Ondertussen breek ik mijn hersentjes of er dan echt niks te melden is over winterse taferelen. Rustig aan, ik besef, het is een bijzondere vraag die een mens (voor het gemak omschrijf ik mezelf maar even zo) zich kan stellen, met zoveel wereldproblemen om ons heen. Maar uiteindelijk is het weer het enige onderwerp dat èlke dag in het nieuws. En verdikkemedoosje, ik bedenk me plots dat er wel degelijk iets minuscuuls te melden is over de huidige versie van winter. De blog gaat dus nog even verder. Sterkte aan de overgebleven lezers.

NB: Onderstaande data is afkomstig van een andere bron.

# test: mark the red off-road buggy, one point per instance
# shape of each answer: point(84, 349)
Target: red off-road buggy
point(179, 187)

In januari, terwijl de oostelijke strook van Nederland zuchtte onder een paar centimeter sneeuw, hadden we hier ook een dag die volkomen en totaal onder 0 was, qua temperatuur. Wat ik je brom, als dat geen eigenschap van winter is! Nee, helaas de sneeuw bleef op ruime afstand, maar we hadden wèl ijs. En het heeft ook nog gehageld, maar ja, dat kan het in de zomer ook. Maar voordat er sprake was van een echte ijsvloer kuchte de zuidwesten wind even en de winter was direct verdwenen. Nou, is dat geen geweldig meeslepende anekdote over de winter van 2016??? Ik ben het met u eens ja….
Inmiddels zit de eerste week van februari er bijna op en mijn Noorse weersite www.yr.no laat weinig verandering zien voor de nabije toekomst. Zacht, winderig en nat blijft het refrein. Het lijkt erop dat ook de lokale duiven hiervan weten, want ze zijn al bezig om hun liefdesnestjes in de bomen te bouwen. Nu ben ik geen vogeloog, maar volgens mij is dat best vroeg voor de tijd van het jaar.
Dus ook deze winter gaat als een nachtkaars uit, zonder dat die ooit is aangestoken. Een beetje zoals deze blog. Aangezien het tempo en de spanning inmiddels wel helemaal verdwenen zijn kom ik in een soort Seth Gaaikema-trance. Ja, dat is ernstig, maar nee hier volgt geen eindeloze monoloog, maar wel een leuke woordspeling. Ik plaats deze bewust aan het eind van deze meeslepende blog, zodat u in alle rust deze vondst kunt doorgronden.
De winter was weer geen winter, want steeds weer was die wind er.